「長得最高的叫張宣懷,另外一個叫江松。」
其他兩人,他並沒有介紹他們的家庭情況。
也許在秦嶼深看來,韓凌才是那個值得他多關注的人。
林小小看了他一眼,從話中就聽出秦嶼深和韓凌的哥哥韓修,似乎關係匪淺。
不過秦嶼深沒說,她也沒打破砂鍋問到底。
「嗯。
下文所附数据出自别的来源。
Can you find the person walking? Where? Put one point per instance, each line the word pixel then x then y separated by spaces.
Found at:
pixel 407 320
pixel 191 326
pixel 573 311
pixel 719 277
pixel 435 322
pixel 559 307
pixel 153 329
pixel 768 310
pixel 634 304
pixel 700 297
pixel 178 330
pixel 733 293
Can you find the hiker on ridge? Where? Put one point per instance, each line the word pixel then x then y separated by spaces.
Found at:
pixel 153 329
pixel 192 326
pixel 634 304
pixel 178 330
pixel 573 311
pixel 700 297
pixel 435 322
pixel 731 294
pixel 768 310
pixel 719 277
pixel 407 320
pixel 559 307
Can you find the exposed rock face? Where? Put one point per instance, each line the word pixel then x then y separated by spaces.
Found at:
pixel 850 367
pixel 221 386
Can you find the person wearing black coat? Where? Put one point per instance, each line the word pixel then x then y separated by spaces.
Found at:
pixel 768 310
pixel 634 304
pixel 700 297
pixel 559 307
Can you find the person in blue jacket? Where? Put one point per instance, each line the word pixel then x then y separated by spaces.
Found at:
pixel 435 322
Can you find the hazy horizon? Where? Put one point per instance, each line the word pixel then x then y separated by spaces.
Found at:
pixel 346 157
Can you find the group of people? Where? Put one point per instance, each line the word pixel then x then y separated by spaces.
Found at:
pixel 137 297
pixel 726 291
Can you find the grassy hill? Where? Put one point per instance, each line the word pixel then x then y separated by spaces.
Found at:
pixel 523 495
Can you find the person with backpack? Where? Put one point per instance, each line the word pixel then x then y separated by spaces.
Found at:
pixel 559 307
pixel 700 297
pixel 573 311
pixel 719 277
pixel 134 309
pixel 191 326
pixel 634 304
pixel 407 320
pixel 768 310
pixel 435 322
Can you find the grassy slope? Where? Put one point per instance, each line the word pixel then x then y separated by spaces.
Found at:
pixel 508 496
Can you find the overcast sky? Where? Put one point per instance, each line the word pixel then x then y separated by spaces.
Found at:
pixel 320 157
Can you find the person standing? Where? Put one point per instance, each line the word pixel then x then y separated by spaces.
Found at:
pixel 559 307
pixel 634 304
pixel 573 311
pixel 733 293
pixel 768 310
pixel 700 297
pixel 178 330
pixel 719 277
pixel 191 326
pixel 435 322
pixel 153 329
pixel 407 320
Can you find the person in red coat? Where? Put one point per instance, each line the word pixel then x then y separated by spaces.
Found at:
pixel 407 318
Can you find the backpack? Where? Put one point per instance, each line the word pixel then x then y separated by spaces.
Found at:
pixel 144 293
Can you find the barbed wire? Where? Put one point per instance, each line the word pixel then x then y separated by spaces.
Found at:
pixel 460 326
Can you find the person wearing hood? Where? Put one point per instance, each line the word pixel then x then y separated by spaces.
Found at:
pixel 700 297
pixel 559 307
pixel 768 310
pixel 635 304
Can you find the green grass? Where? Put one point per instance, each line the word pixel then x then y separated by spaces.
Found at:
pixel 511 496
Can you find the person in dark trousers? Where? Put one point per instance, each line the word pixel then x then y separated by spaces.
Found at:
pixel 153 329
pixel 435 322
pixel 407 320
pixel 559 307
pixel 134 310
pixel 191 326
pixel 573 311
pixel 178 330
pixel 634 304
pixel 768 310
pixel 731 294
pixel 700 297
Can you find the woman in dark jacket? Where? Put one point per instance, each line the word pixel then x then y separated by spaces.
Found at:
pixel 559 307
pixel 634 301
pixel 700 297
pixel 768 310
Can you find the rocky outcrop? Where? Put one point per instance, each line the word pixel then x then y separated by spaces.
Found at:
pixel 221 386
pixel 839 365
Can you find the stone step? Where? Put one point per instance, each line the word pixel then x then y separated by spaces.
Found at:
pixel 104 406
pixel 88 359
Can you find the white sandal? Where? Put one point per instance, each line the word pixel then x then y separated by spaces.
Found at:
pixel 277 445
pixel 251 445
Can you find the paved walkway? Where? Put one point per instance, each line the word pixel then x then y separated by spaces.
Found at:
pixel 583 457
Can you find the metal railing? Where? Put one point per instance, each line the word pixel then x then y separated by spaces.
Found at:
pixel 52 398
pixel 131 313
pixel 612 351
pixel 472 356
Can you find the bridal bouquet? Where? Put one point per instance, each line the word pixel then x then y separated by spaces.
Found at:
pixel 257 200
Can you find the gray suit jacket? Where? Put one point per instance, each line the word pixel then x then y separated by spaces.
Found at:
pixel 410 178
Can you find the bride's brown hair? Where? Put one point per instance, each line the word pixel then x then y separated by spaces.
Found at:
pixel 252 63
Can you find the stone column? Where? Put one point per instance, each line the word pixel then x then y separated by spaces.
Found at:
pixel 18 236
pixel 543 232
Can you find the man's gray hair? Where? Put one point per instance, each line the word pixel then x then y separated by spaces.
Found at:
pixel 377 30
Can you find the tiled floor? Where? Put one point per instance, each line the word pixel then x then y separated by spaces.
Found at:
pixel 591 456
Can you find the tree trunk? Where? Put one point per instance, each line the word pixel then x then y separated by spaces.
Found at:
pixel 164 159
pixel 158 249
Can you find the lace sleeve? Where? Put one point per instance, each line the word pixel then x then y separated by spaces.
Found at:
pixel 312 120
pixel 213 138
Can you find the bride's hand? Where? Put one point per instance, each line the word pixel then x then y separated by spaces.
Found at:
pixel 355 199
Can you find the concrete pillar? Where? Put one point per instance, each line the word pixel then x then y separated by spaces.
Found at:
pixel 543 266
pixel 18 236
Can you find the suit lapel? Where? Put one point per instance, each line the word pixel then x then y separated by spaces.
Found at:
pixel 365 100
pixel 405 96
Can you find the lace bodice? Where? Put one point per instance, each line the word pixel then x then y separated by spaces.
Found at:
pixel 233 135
」
人多,秦嶼深足足做了五個菜,每道菜分量都特別足。
忙活了一個小時的三個小伙子,餓得能吃下一頭牛,飯剛上桌就迫不及待地自己衝進廚房盛飯了。
倒是自來熟得很。
「真好吃,秦哥,你竟然有如此手藝,震驚我也!」韓凌長得白白嫩嫩的,看著像個才上高中的高中生,吃飯的姿態很豪放,腮幫子塞得鼓鼓的。
「嫂子,以後我能經常來蹭飯不?」江松厚著臉皮問。
頓時,韓凌和張宣懷都一臉期待地看著林小小。
林小小端起碗,「你們來吃飯,專門勞累我男人是吧?」
秦嶼深每天要訓練,還要管新兵營的新兵,他們兩人吃飯都好對付,一葷一素就解決了。
要是他們三兒都來蹭飯,得做多少飯吶。
林小小才不會拿自己男人去慷慨。
況且,她跟這三個大少爺又不熟,喊一聲嫂子,難不成真像老媽子似的伺候啊。
想多了。
秦嶼深唇角含笑,給她夾了一塊肉,隨後看向依舊眼巴巴的三人,冷聲道,「今天只是例外,以後其他新兵吃什麼你們就吃什麼。」
韓凌三人頓時蔫巴了。
秉持著吃了這頓沒下頓的想法,狼吞虎咽起來。
像是幾百年沒吃過飯一樣。
自從當了兵,他們不是被訓就是被罰,很久沒過正常人的生活了。
好想回家啊啊啊!
三人還是很自覺的,吃完飯,繼續將沒開墾完的地開墾完了才離開。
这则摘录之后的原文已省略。